Ayla’s birthday party began with an amazing 2-year wrap-up video that Alicia put together. Ayla spent the whole time making little comments, and generally cracking herself up. After that she (obligingly) devoured a slice of moon-themed cake that I made for her. It was, in no uncertain terms, not very good. The afternoon ended with presents. A chaotic, unstructured, prolonged orgy of presents. Ayla truly didn’t know what to do with herself, shifting back and forth from opening new presents to playing with recently opened ones to just walking out of the room to do something else. I found the whole thing traumatic, and made Alicia promise that next year we’d do a books-only birthday. Sucks for Ayla, I know, but I can’t take the excess.

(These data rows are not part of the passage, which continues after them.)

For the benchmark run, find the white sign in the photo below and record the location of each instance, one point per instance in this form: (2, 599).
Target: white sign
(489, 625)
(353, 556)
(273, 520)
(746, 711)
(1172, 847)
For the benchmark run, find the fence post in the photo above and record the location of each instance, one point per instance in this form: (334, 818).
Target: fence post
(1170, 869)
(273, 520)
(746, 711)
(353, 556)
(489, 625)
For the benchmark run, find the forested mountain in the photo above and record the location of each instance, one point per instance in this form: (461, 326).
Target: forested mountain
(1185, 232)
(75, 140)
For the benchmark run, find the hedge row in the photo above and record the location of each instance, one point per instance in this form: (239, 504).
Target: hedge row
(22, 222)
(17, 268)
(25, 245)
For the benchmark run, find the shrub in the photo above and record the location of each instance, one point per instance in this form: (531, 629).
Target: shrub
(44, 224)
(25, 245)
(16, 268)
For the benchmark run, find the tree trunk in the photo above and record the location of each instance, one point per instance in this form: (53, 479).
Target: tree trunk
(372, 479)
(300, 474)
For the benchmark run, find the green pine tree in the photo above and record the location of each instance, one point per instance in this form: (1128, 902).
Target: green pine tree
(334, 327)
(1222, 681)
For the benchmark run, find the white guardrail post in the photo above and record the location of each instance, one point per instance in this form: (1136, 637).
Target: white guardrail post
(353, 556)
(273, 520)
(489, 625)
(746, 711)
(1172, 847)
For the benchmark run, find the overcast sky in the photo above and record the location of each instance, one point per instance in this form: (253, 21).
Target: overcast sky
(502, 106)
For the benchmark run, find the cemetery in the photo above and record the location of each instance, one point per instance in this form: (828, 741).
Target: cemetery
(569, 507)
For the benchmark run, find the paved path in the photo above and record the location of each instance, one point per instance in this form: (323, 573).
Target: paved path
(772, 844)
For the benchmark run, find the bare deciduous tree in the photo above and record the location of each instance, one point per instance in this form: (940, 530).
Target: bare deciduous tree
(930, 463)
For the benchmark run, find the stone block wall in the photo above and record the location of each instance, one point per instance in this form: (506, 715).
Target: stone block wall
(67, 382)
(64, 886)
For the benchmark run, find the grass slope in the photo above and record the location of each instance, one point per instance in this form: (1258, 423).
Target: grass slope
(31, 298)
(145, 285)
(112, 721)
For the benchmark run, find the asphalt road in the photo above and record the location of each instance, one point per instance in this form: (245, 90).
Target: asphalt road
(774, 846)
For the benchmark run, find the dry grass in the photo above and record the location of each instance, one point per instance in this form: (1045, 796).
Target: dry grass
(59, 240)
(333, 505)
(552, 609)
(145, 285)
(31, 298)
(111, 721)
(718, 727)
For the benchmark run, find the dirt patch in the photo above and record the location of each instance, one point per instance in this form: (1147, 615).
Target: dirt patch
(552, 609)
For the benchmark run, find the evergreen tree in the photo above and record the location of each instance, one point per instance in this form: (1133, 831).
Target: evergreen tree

Anyway, the moral of the birthday story is that year two was about ten times better than year one for our family (I can say that with certainty for me and Alicia, and pretty confidently for Ayla). She’s the nicest, funniest, prettiest, smartest, and coolest person I have ever known. It’s trite, and she’ll never believe me, and she’ll just shrug it off when I tell her this when she’s thirteen, but I really am so grateful for every hour I get to spend with her. It’s like if I were really into basketball and every day I got to spend a few hours with Michael Jordan, and Michael Jordan liked me, and sometimes gave me hugs, unprompted, and thought I had a great jump shot.

She is that cool. And I am that lucky.